Les deux plus grandes tailles d’effet (associations les plus fortes) étaient la conformité immédiate de l’enfant et l’abus physique de l’enfant par le parent. Gershoff estime que ces deux associations les plus fortes modélisent la complexité du débat autour du châtiment corporel.
« Que ces deux constructions disparates présentent les liens les plus forts avec le châtiment corporel souligne la controverse sur cette pratique. Il existe un consensus général sur le fait que le châtiment corporel est efficace pour amener les enfants à se conformer immédiatement, alors que dans le même temps, les chercheurs en matière de maltraitance des enfants mettent en garde contre le fait que le châtiment corporel, de par sa nature, peut dégénérer en maltraitance physique », écrit Gershoff.
Mais, Gershoff prévient également que ses résultats n’impliquent pas que tous les enfants qui subissent un châtiment corporel deviennent agressifs ou délinquants. Une variété de facteurs situationnels, tels que la relation parent/enfant, peuvent modérer les effets des châtiments corporels. En outre, pour étudier les véritables effets des châtiments corporels, il faut tracer une ligne de démarcation entre la punition et l’abus. C’est une chose difficile à faire, surtout lorsqu’on s’appuie sur les déclarations des parents concernant leurs tactiques de discipline et leurs interprétations de la punition normative.
« L’acte de punition corporelle lui-même est différent selon les parents – les parents varient dans la fréquence à laquelle ils l’utilisent, la force avec laquelle ils l’administrent, le degré d’excitation émotionnelle lorsqu’ils le font et s’ils le combinent avec d’autres techniques. Chacune de ces qualités du châtiment corporel peut déterminer quels processus médiés par l’enfant sont activés et, à leur tour, quels résultats peuvent être réalisés », conclut Gershoff.
La méta-analyse démontre également que la fréquence et la sévérité du châtiment corporel importent. Plus souvent ou plus durement un enfant a été frappé, plus il est susceptible d’être agressif ou d’avoir des problèmes de santé mentale.

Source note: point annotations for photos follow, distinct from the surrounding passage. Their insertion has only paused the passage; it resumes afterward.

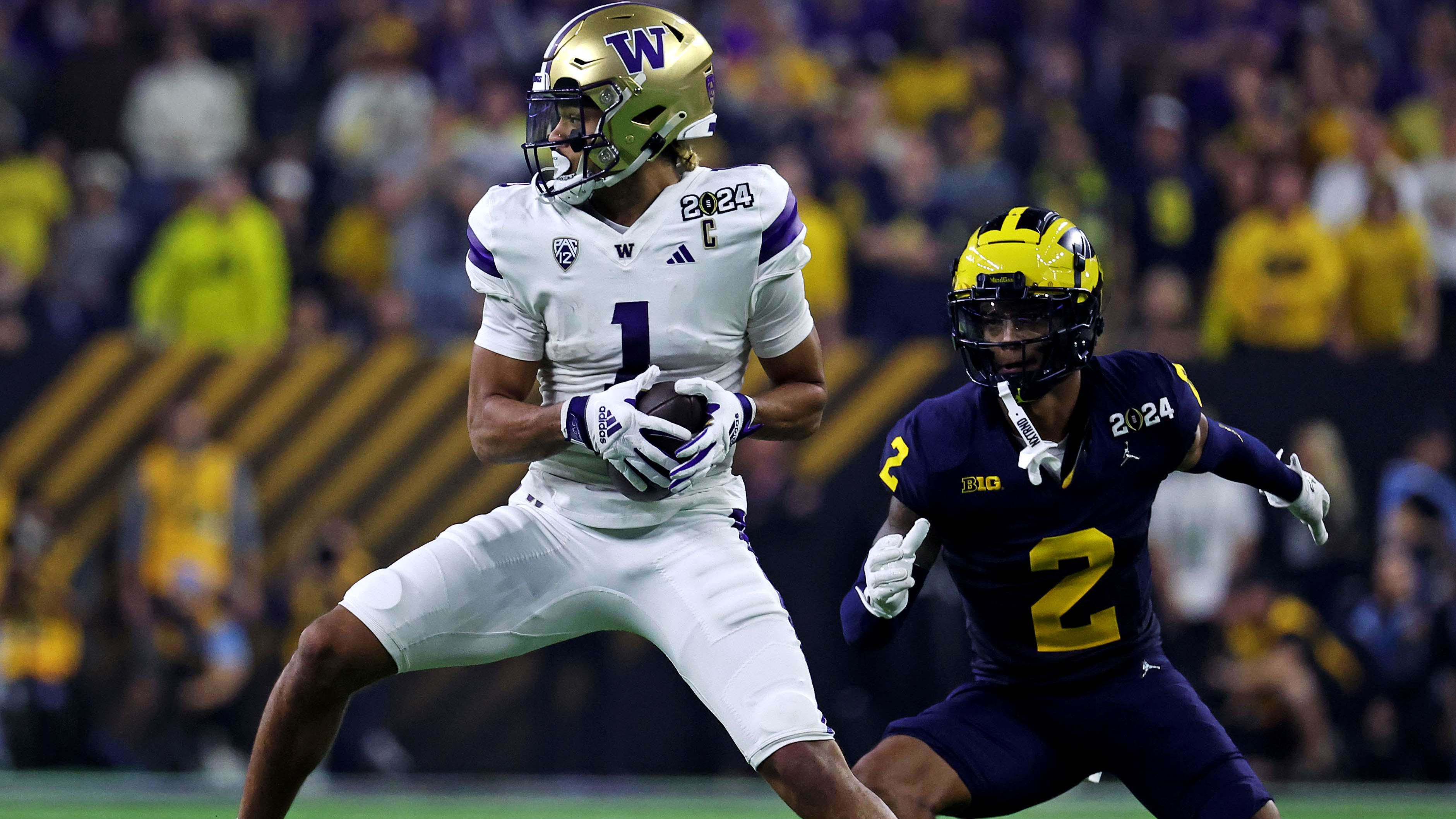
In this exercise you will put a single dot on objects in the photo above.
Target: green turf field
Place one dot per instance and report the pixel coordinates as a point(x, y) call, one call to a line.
point(421, 808)
point(117, 798)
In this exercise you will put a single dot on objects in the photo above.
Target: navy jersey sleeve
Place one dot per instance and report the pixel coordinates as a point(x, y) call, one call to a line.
point(1186, 407)
point(902, 465)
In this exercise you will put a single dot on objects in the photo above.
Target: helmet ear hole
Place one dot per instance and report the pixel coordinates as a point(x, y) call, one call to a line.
point(647, 117)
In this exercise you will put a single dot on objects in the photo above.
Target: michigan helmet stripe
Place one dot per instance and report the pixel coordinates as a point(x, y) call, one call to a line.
point(1024, 223)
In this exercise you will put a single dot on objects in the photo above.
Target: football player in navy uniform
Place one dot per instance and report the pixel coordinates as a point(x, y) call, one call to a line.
point(1034, 484)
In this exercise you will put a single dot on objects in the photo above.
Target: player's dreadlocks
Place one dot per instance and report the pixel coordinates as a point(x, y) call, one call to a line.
point(683, 156)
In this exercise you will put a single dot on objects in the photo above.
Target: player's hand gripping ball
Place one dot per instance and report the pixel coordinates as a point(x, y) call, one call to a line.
point(730, 417)
point(661, 401)
point(889, 572)
point(611, 425)
point(1312, 503)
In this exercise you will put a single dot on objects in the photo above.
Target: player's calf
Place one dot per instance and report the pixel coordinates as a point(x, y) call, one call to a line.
point(337, 656)
point(814, 780)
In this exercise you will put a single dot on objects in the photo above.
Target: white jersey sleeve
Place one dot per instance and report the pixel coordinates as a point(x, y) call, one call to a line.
point(509, 326)
point(779, 314)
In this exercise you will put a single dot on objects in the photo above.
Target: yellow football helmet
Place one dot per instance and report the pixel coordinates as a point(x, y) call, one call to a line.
point(1028, 282)
point(651, 75)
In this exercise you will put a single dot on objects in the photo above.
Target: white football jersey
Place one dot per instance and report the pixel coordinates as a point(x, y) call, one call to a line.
point(707, 274)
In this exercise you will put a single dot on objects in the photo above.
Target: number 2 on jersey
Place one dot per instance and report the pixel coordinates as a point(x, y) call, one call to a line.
point(1047, 613)
point(637, 349)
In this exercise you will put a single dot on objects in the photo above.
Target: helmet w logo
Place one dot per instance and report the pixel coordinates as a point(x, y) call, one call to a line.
point(637, 47)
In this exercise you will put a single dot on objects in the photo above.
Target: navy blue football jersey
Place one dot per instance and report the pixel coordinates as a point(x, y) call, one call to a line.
point(1055, 577)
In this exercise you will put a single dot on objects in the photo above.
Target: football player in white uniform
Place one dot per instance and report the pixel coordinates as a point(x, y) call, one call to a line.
point(622, 264)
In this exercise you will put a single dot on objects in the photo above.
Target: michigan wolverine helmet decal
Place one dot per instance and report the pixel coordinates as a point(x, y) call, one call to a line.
point(1026, 301)
point(617, 87)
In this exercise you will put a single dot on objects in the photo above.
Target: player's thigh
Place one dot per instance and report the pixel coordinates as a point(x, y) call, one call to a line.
point(495, 586)
point(707, 604)
point(1004, 758)
point(1170, 751)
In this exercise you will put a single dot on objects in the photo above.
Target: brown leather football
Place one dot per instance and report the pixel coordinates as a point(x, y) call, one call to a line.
point(663, 401)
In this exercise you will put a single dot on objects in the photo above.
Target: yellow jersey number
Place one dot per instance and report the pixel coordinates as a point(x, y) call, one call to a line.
point(1047, 613)
point(902, 451)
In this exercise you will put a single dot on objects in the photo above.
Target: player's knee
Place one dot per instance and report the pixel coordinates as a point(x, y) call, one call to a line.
point(810, 767)
point(881, 776)
point(332, 656)
point(884, 774)
point(1267, 812)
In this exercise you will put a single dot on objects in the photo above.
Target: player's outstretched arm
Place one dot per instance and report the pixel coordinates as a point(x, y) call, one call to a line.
point(890, 579)
point(794, 407)
point(504, 428)
point(1240, 457)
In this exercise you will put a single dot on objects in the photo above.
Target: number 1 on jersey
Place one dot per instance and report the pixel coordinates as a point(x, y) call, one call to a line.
point(637, 349)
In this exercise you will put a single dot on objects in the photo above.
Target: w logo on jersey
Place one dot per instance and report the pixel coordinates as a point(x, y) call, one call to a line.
point(636, 46)
point(565, 251)
point(680, 255)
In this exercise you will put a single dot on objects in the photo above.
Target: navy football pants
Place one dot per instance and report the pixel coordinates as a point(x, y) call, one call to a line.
point(1015, 748)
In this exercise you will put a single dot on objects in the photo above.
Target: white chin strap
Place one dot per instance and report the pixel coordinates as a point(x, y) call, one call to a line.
point(1037, 452)
point(581, 193)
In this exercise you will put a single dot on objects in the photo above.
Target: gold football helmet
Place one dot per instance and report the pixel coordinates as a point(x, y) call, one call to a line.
point(1028, 282)
point(650, 74)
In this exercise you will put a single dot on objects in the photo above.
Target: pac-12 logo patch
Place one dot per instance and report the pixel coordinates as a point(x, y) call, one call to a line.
point(565, 251)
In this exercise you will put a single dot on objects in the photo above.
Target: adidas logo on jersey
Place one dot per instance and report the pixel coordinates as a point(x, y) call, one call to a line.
point(680, 255)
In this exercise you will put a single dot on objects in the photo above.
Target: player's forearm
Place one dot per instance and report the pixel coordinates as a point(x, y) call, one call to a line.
point(1240, 457)
point(790, 411)
point(504, 430)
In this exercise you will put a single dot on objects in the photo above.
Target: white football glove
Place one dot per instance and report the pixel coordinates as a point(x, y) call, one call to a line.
point(889, 572)
point(728, 416)
point(611, 425)
point(1312, 503)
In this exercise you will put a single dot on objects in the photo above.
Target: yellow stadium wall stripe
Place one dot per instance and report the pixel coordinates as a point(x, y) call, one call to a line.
point(424, 404)
point(59, 407)
point(229, 382)
point(899, 381)
point(449, 452)
point(842, 365)
point(484, 490)
point(72, 547)
point(122, 422)
point(369, 384)
point(283, 398)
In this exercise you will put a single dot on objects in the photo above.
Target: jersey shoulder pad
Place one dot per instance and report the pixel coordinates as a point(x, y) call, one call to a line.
point(500, 206)
point(1126, 371)
point(491, 236)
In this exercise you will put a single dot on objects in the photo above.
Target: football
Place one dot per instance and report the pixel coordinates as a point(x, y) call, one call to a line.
point(663, 401)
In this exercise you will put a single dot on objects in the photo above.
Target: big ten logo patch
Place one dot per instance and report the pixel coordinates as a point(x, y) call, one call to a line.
point(980, 484)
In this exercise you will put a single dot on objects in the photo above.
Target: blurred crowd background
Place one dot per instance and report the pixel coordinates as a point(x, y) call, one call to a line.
point(1272, 186)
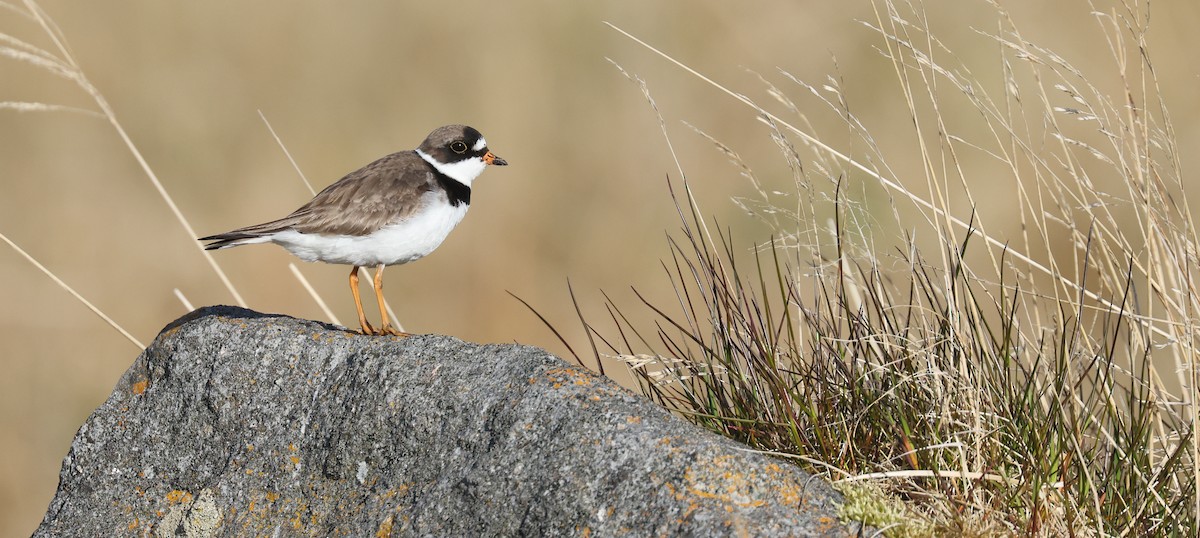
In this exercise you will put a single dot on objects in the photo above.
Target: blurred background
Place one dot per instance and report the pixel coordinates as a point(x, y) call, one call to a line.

Bien que la nature des analyses interdise d’établir un lien de causalité entre le châtiment corporel et les comportements de l’enfant, Gershoff résume également un grand nombre de documents sur la parentalité qui suggèrent pourquoi le châtiment corporel peut en fait entraîner des résultats négatifs pour les enfants. Tout d’abord, les châtiments corporels ne permettent pas à eux seuls d’apprendre aux enfants à distinguer le bien du mal. Deuxièmement, bien qu’il incite les enfants à avoir peur de désobéir lorsque les parents sont présents, lorsque les parents ne sont pas présents pour administrer la punition, ces mêmes enfants se comporteront mal.
Dans un commentaire publié en même temps que l’étude de Gershoff, George W. Holden, PhD, de l’Université du Texas à Austin, écrit que les conclusions de Gershoff « reflètent le nombre croissant de preuves indiquant que les châtiments corporels ne font rien de bon et peuvent même causer du tort. » Holden soutient que la communauté psychologique ne devrait pas préconiser la fessée comme outil de discipline pour les parents.
Dans une réponse à Gershoff, les chercheurs Diana Baumrind, PhD (Univ. of CA at Berkeley), Robert E. Larzelere, PhD (Nebraska Medical Center), et Philip Cowan, PhD (Univ.of CA at Berkeley), écrivent que parce que les études originales de la méta-analyse de Gershoff comprenaient des épisodes de punition physique extrême et excessive, sa conclusion n’est pas une évaluation du châtiment corporel normatif.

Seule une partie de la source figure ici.